The Ops Community ⚙️

Cover image for Unlocking Alerts and Managing Noise with PagerDuty’s dedup_key
Mandi Walls for PagerDuty Community

Posted on

Unlocking Alerts and Managing Noise with PagerDuty’s dedup_key

When a system sends events to PagerDuty, how does PagerDuty know that the alert represents a new problem or a continuing issue? PagerDuty provides several methods for grouping the alerts, either via explicit configuration with Event Orchestrations or Content-Based Alert Grouping or through the use of machine learning (eg, Intelligent Alert Grouping).

You can also get started gathering up related alerts into a parent incident using the dedup_key.

Events -> Alerts

When PagerDuty receives an event, maybe via the events API or an integration, that event is translated into an alert. Alerts can then trigger incidents on that service.

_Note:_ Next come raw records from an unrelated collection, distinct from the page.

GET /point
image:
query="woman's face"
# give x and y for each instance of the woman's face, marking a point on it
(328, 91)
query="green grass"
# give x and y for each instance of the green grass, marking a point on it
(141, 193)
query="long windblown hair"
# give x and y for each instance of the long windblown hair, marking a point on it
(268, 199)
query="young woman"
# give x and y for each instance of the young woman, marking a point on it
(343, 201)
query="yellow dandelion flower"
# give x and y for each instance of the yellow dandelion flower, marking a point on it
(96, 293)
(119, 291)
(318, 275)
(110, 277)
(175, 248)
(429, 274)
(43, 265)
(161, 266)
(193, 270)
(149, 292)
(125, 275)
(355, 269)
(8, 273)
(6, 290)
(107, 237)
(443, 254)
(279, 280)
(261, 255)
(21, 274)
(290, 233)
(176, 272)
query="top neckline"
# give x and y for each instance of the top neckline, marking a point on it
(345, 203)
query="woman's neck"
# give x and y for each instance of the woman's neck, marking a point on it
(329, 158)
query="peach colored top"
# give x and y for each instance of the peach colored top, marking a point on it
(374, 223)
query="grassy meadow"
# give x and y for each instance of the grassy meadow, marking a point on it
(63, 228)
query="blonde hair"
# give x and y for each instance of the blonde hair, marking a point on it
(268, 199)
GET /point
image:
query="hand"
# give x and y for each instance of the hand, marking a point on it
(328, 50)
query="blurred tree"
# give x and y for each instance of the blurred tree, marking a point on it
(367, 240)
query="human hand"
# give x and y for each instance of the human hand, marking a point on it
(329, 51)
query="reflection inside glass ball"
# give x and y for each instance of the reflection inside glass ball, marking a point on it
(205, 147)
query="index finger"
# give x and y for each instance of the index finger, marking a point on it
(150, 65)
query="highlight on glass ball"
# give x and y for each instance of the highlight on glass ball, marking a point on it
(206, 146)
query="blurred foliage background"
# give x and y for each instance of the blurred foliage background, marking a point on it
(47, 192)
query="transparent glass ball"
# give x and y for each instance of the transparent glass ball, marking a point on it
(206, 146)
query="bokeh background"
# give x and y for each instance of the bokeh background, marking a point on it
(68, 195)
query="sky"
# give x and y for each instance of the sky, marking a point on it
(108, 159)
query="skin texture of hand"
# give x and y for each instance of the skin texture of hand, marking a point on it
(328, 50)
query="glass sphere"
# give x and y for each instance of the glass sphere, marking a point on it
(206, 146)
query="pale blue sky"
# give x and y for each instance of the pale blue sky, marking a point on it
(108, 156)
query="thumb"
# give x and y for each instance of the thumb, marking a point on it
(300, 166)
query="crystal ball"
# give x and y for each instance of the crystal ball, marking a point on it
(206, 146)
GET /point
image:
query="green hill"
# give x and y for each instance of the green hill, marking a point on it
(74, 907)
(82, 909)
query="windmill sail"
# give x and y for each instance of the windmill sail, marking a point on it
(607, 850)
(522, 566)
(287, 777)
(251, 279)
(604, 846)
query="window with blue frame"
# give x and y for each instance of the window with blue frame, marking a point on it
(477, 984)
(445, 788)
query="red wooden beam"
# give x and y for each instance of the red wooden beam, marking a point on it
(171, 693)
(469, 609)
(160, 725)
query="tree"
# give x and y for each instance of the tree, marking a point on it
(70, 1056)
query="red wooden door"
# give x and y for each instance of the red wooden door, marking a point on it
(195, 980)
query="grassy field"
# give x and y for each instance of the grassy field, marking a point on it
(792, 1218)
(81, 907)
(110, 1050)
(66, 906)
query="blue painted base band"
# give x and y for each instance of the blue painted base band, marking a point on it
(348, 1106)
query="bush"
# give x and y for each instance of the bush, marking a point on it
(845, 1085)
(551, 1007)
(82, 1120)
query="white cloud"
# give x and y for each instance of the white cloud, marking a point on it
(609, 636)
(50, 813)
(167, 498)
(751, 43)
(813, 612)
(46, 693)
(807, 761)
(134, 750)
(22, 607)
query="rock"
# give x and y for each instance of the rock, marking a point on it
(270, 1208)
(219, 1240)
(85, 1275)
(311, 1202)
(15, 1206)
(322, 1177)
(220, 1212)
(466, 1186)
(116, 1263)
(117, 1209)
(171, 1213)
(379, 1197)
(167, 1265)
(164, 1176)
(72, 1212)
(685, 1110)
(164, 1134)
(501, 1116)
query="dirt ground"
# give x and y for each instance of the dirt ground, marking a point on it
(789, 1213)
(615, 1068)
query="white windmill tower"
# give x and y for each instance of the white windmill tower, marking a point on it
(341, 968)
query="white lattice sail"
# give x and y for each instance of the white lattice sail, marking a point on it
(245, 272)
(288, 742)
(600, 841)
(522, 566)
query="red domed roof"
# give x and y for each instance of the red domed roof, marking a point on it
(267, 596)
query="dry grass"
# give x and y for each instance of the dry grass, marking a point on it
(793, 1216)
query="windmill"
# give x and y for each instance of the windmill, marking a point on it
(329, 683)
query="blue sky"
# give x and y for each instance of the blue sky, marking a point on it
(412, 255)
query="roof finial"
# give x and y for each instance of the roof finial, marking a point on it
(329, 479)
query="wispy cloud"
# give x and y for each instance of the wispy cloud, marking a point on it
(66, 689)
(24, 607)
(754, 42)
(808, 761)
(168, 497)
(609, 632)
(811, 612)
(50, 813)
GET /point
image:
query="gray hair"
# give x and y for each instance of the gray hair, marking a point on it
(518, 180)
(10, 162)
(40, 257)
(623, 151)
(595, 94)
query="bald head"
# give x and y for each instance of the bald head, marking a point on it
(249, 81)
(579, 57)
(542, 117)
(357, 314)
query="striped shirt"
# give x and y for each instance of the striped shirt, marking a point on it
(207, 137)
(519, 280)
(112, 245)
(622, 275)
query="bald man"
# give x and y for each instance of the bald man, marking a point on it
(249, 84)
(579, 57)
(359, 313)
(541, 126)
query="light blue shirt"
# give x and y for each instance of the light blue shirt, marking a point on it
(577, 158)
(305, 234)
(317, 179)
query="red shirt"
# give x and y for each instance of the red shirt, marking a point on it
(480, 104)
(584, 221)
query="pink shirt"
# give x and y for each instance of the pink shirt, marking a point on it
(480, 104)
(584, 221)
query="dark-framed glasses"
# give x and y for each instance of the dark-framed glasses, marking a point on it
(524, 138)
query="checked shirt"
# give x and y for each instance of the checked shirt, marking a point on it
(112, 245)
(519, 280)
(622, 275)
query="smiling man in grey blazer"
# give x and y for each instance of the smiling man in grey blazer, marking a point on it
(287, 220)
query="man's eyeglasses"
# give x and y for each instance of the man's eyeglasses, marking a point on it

PagerDuty Event Lifecycle. Events sent to PagerDuty become alerts. Alerts are assigned a severity and sent to a service. An incident is triggered and notifications are sent to responders based on Urgency.
By default, all services are configured to create alerts in PagerDuty.

Events can come from any number of places. Many of the integrations on PagerDuty are for systems that will serve as sources of events, like monitoring tools. Multiple events can be sent from the same source to the same service in PagerDuty. If they all represent the same problem, they should be gathered up in the same event!

If an incident has a number of alerts associated with it, they’ll show up in the Alert Log and can be queried via the /incidents endpoint in the API. You’ll find the Alert Log for a group of alerts by clicking on the Summary of an alert in the Alerts Table.

The Alert Log of a PagerDuty incident in the Web UI. Three alerts are assigned to the same incident. A resolve message is also then assigned to the incident and the incident marked resolved.

What is the dedup_key?

The dedup_key, or “deduplication key” is an optional field in events sent to PagerDuty. Any alert source can set its own key for the events it sends to PagerDuty. If no key is set in the event, PagerDuty will create a new key for that event. In the above screenshot, all the alerts were collected to an open incident using the dedup_key pre-set in the event payload.

You can make things easy on yourself and use strings that have some meaning to the incident response team. The dedup_key value in an event is a JSON string, so most characters are valid.

If an event doesn’t include its own dedup_key, PagerDuty will create one. Those keys are unique UUIDs. They’ll be returned to the alert-sending process in a JSON payload:

{
  "dedup_key":"46bc078e455440bb9d12e67626f5b162",
  "message":"Event processed",
  "status":"success"
}
Enter fullscreen mode Exit fullscreen mode

The sender can store these for use in future related events.

What does it do for me?

The primary function of the dedup_key is to suppress the creation of new incidents from related events.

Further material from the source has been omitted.